6        The procedural bar may be applied when a defendant’s direct appeal was taken under Wis. Stat. Rule 809.32, the no–merit procedure.  State v. Tillman, 2005 WI App 71, ¶19, 281 Wis. 2d 157, 167–168, 696 N.W.2d 574, 579.  In his response to the no–merit report, Brown raised several challenges to the effectiveness of his trial attorney.  Brown has not shown any reason why these latest arguments could not have been raised at that time.

7        The procedural bar, however, “is not an ironclad rule” and in considering whether to apply it when the prior appeal was taken under Wis. Stat. Rule 809.32, we “pay close attention to whether the no merit procedures were in fact followed.”  Tillman, 2005 WI App 71, ¶20, 281 Wis. 2d at 168–169, 696 N.W.2d at 579–580.  Additionally, we “must consider whether that procedure, even if followed, carries a sufficient degree of confidence warranting the application of the procedural bar under the particular facts and circumstances of the case.”  Ibid.  Therefore, as we did in Tillman, we next consider whether to apply the procedural bar of Escalona–Naranjo to the issues now raised by Brown.

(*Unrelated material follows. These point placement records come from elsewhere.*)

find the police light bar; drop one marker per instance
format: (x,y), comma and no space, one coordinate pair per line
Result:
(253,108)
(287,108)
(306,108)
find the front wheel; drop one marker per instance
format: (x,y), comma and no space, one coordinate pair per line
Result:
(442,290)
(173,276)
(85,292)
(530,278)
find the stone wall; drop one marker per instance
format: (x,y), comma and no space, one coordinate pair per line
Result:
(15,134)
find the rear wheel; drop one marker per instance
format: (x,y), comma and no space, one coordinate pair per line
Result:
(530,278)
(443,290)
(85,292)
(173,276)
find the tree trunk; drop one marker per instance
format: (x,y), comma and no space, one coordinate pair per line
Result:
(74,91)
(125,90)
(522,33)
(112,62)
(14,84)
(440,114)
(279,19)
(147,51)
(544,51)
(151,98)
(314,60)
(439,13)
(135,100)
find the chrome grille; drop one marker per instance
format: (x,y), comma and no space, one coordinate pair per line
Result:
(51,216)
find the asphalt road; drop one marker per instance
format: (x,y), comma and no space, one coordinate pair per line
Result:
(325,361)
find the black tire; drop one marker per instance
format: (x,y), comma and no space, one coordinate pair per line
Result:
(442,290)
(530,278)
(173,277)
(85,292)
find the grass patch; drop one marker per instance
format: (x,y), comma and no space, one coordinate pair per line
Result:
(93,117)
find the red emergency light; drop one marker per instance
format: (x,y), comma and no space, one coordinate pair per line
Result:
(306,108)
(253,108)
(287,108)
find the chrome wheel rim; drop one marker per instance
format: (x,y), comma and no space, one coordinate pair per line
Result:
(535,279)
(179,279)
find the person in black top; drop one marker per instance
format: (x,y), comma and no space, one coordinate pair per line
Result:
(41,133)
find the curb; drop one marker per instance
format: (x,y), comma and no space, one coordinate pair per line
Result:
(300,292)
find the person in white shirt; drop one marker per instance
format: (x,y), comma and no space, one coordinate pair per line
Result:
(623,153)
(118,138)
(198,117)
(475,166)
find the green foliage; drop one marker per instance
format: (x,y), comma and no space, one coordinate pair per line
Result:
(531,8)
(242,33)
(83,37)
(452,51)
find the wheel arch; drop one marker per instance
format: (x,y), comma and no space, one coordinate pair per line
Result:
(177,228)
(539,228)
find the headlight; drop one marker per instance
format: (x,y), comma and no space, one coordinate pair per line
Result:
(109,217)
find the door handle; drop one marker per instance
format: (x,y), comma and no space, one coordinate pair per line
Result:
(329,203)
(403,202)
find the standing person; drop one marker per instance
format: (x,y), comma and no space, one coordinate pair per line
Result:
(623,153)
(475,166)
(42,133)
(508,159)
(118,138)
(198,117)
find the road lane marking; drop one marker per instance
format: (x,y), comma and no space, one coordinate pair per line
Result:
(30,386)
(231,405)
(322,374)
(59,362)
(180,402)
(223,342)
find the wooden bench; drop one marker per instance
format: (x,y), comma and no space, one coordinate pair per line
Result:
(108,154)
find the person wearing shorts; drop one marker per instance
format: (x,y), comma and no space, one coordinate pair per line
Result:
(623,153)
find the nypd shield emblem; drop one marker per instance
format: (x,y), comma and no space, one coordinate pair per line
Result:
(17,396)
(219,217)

8        Brown’s first issue involves a prospective juror’s acquaintance with one of the investigating detectives.  In our order summarily affirming Brown’s judgment of conviction, we stated

The final issue addressed by the no–merit report is whether a challenge to the jury array lacks merit.  After reviewing the record, we agree with counsel’s conclusion that there is nothing to support an argument that there was anything improper about jury selection.  We agree with counsel that a challenge on this basis also lacks arguable merit.

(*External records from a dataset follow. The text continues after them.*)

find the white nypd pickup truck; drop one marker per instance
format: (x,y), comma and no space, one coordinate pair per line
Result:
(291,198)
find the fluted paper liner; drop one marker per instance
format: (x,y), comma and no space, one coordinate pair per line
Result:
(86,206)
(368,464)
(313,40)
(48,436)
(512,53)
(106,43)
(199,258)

Brown, No. 02–3201–CRNM, unpublished slip op. at 5.  Because we addressed jury selection in his direct appeal, Brown cannot relitigate the issue.  See State v. Witkowski, 163 Wis. 2d 985, 990, 473 N.W.2d 512, 514 (Ct. App. 1991) (“A matter once litigated may not be relitigated in a subsequent postconviction proceeding no matter how artfully the defendant may rephrase the issue.”).

9        We next consider Brown’s contention that his trial attorney was ineffective for not objecting to the State’s request that a detective be present throughout the trial when other witnesses were excluded under Wis. Stat. § 906.15.  A defendant claiming the denial of effective assistance of counsel must establish both that counsel’s performance was deficient and that the defendant was prejudiced by the deficient performance.  Strickland v. Washington, 466 U.S. 668, 687 (1984).  If an objection would have been overruled, the failure to voice the objection does not constitute deficient performance.  See State v. Traylor, 170 Wis.  2d 393, 405, 489 N.W.2d 626, 631 (Ct. App. 1992).

10      The detective’s presence at counsel table during trial was authorized by Wis. Stat. § 906.15(2)(c) (A witness exclusion order does not authorize the exclusion of “[a] person whose presence is shown by a party to be essential to the presentation of the party’s cause.”).  If Brown’s trial attorney had objected to the State’s request that a detective be allowed to sit at counsel table to assist in the prosecution, the objection would have been overruled.  Therefore, Brown’s trial attorney was not ineffective.

            By the Court.—Order affirmed.

            This opinion will not be published.  See Wis. Stat. Rule 809.23(1)(b)5. (2005–06).

 


 



[1]  All references to the Wisconsin Statutes are to the 2005–06 version unless otherwise noted.